世界中の開発者に愛用されている安価な小型コンピュータであるRaspberry PiのSoCにはGPUが搭載されていますが、計算資源としてはあまり活用されていません。
本講演ではRaspberry Piに搭載されたVideoCore IV GPUを利用して深層学習モデルを高速実行する技術について解説します。また、Raspberry Piをエッジデバイスとして活用したIdeinのIoT向けのプラットフォーム事業について簡単にご紹介します。


14:00-14:30  4F 会議室

ニューラルネットワークの圧縮技術によるエッジAIの実現

株式会社 アラヤ
専務取締役 松本 渉 様

アラヤでは、「エッジAI」を実現するために、深層学習のニューラルネットワークの圧縮・高速化を自動で行うアプリケーションを開発しています。
従来、AIモデル構築・圧縮・CPUやFPGAへの実装には、それぞれ異なるスキルを持った開発要員が必要でしたが、この自動化アプリケーションにより代替が可能になります。また、数か月の開発・作業期間も短縮できます。
​本講演では、このアプリケーションに用いている技術の解説や、活用方法をご紹介します。


14:40-15:10  4F 会議室

人体姿勢推定による人間行動解析

株式会社 Qoncept
​CTO室
チーフリサーチャー カルボネン トゥッカ マティアス 様

最近のディープラーニング技術の発展により、精度高く安定した画像処理における人体姿勢推定システムが多く発表されています。
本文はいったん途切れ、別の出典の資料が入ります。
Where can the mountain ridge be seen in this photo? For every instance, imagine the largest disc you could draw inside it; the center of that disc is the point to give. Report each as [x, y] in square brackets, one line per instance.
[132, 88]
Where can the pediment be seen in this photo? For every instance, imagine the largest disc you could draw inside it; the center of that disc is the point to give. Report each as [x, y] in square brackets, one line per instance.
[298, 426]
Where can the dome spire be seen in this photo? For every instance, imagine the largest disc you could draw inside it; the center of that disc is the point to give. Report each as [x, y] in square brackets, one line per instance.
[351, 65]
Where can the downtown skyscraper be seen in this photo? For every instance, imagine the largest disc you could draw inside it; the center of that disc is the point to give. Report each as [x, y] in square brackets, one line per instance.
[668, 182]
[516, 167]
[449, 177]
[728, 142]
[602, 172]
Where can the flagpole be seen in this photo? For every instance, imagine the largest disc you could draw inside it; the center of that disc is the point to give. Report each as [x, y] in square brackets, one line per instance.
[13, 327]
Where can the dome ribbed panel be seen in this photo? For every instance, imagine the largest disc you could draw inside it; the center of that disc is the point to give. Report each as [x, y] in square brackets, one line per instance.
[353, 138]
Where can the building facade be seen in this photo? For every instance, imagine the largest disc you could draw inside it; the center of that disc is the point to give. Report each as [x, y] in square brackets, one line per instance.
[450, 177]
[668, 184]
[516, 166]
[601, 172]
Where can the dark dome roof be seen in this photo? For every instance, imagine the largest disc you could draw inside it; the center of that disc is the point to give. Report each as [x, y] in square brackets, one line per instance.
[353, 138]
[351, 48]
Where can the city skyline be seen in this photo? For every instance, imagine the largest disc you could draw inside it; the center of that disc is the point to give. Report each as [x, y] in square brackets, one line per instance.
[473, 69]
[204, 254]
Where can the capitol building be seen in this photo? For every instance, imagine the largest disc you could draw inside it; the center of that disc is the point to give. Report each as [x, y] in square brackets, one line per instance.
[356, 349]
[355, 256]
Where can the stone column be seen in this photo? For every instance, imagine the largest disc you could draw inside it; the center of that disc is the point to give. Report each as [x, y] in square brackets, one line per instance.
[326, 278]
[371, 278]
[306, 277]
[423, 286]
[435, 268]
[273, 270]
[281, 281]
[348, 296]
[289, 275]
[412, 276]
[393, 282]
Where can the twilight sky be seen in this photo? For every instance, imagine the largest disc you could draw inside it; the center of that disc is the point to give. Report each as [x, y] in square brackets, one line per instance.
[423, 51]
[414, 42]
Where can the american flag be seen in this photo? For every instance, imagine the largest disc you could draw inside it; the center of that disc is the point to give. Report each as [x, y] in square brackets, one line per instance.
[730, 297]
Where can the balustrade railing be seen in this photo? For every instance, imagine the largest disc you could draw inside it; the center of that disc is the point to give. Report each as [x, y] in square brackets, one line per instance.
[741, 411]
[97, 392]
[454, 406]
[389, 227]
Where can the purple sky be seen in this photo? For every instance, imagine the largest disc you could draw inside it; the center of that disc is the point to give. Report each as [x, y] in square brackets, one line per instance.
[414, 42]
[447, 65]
この技術を利用することで、行動の識別や解析、人体識別やトラッキングなどが一般のビデオカメラでも可能となります。
​本発表では、弊社で開発したスポーツやフィットネス、医療応用向けに特化したリアルタイム姿勢推定システムとそのアプリケーションを紹介させていただきます。


15:25-15:55  4F 会議室

ロボティックスの可能性を広げるイメージングAI

株式会社 モルフォ
CTO室
リサーチャー 松尾 恒 様 / リサーチャー 富田 望 様

センシング&画像処理と深層学習の組み合わせにより、従来では不可能だった高度なロボティックスが身近なプラットフォームで実現可能になってきています。
本公演では、その実応用を支える画像処理の要素技術(新たなデバイス(モダリティ)と画像処理、深層学習の実運用を可能とする学習・推論技術)と、その組み合わせ(イメージングAI)について紹介します。


16:25-16:55  4F 会議室

ニューラルネットワークと視覚パターン認識

一般財団法人 ファジィシステム研究所
特別研究員  福島 邦彦 先生

高いパターン認識能力を学習によって獲得することができる手法として、深層学習 (deep learning)やCNN (convolutional neural network)が最近注目を集めています。
福島が1979年に発表したネオコグニトロンもそのような階層型多層神経回路の一種で、文字認識をはじめとする視覚パターン認識に高い能力を発揮します。
ネオコグニトロンの歴史は古いが、現在に至るまで種々の改良が加えられ発展を続けています。
現在広く用いられているdeep CNNとの相違点に重点を置きながら、最近のネオコグニトロンを紹介します。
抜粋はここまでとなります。